C3 is primarily dedicated to landscape and scenic photography and is set up bracketing for a high dynamic range merge in post processing.  To maximize dynamic range out of camera, Manual exposure mode is used, with ISO usually set to 100.  The number of  bracketed shots varies depending on scene.  Partial metering may be used since landscape scenes can vary widely in tonal range.  Since controlling aperture is usually critical for landscapes, exposure compensation is accomplished by changing base shutter speed.  Canon bodies vary shutter speed during brackets only if Av is set on the rear control wheel and Tv is on the front control wheel, which is the opposite of my normal setup.  Therefore I reverse these controls in C3.  A remote release is also used.  Finally, the camera is operated in live view mode with touch screen focusing.

Putting It Together

The summary table below maps my photographic use cases to the custom shooting modes defined above.

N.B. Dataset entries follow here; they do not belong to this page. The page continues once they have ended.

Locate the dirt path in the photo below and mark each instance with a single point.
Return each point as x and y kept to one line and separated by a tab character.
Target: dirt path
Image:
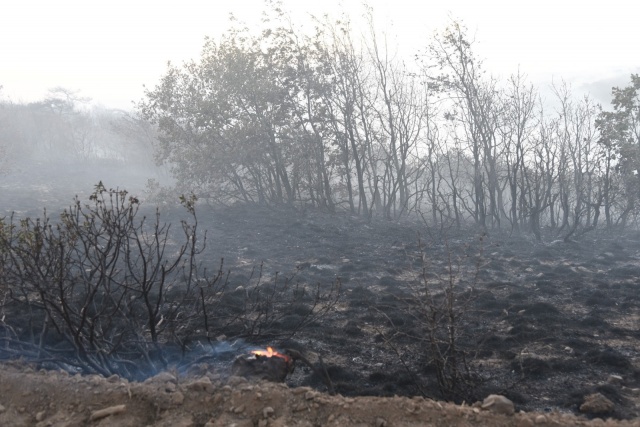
47	398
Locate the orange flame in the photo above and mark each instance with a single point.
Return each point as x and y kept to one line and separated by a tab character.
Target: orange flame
270	352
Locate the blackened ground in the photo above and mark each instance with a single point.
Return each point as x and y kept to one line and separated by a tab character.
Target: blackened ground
549	323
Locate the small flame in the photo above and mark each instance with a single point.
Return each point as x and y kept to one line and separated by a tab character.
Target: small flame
270	352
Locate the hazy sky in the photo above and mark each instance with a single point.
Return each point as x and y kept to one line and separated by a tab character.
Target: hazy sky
109	49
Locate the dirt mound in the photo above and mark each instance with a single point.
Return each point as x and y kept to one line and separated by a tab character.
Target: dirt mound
48	398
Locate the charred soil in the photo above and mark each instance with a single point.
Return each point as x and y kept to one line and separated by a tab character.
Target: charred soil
546	324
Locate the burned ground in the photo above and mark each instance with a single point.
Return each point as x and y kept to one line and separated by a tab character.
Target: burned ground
546	323
549	322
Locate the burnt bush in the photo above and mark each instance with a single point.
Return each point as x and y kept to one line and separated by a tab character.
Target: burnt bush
106	290
433	319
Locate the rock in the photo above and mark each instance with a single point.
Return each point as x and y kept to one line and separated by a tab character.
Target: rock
177	398
615	379
162	377
267	412
596	404
498	404
202	384
381	422
541	419
111	410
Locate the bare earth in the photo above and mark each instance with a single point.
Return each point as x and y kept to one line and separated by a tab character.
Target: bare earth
47	398
554	323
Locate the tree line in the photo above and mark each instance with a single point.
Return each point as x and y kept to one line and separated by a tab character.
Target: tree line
63	129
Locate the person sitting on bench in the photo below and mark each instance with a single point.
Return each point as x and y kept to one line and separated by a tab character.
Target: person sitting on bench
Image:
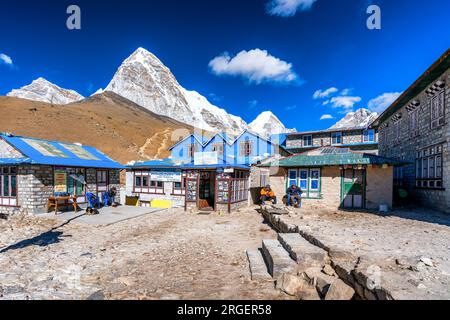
294	194
268	195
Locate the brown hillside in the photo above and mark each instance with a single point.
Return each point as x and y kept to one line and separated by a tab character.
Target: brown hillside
114	125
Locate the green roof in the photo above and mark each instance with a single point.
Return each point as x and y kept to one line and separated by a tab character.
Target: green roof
334	160
431	75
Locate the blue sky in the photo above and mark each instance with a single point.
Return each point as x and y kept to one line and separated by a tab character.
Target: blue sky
302	59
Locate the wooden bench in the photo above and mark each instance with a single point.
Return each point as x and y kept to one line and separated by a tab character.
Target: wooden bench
54	202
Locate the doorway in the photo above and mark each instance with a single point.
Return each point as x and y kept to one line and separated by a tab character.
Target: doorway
353	185
207	190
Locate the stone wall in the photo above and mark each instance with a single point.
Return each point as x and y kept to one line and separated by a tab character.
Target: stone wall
323	139
379	187
408	146
7	151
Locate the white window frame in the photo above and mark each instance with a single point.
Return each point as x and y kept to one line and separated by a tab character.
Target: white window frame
366	135
304	138
336	135
437	110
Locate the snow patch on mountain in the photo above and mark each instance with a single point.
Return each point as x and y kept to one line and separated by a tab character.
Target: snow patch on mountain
361	118
267	124
45	91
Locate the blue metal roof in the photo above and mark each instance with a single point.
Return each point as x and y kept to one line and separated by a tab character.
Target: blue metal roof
45	152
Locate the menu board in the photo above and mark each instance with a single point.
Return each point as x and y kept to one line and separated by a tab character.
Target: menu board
191	191
60	181
223	191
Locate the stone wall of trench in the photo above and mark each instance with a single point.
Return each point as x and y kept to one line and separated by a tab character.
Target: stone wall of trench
354	271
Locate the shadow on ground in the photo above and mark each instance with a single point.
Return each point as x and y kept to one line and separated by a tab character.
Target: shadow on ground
43	240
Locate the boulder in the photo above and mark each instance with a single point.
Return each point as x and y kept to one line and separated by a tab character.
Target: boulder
338	290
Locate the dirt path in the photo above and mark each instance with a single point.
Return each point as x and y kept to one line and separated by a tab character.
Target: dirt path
167	255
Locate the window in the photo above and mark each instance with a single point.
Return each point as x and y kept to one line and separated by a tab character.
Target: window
336	138
8	186
369	136
143	183
218	147
314	181
429	168
179	188
398	176
437	110
192	149
307	141
309	181
246	149
396	127
414	122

Use Cases and Custom Shooting Modes

Use Case

Body

Mode

Flash

Support

General Purpose

1DX II, 5D IV

Av, C1

Av only

Handheld, Tripod

People, family, portraits

5D IV

Av

Fill

Handheld

Travel, Architecture TS-E

5D IV

C2

None

Handheld, Tripod

Landscape & scenic HDR

5D IV

C3

None

Handheld, Tripod

Sports, action, bird flight

1DX II

C1

None

Handheld

Wildlife, especially birds

1DX II

C2, C3

Fill C3

Tripod

Macro with flash fill

5D IV

Av

Multi-flash

Tripod

Multi-flash studio setting

5D IV

Av

Multi-flash, diffusers

Tripod, Backdrop

Throughout, the guiding principle in defining these custom shooting modes has been to avoid overly specific situations and instead to define choices as combinations of parameters that are likely to remain unchanged for a particular use case.  Specific apertures, shutter speeds and ISOs will change, but I've found that certain combinations of AF, drive mode, metering, etc., are flexible enough to cover most of the situations I encounter.  These particular C modes are unique to my own preferences.  But the principle of generalizing rather than over-specifying settings (except as dictated by specific use cass) may work for others as well.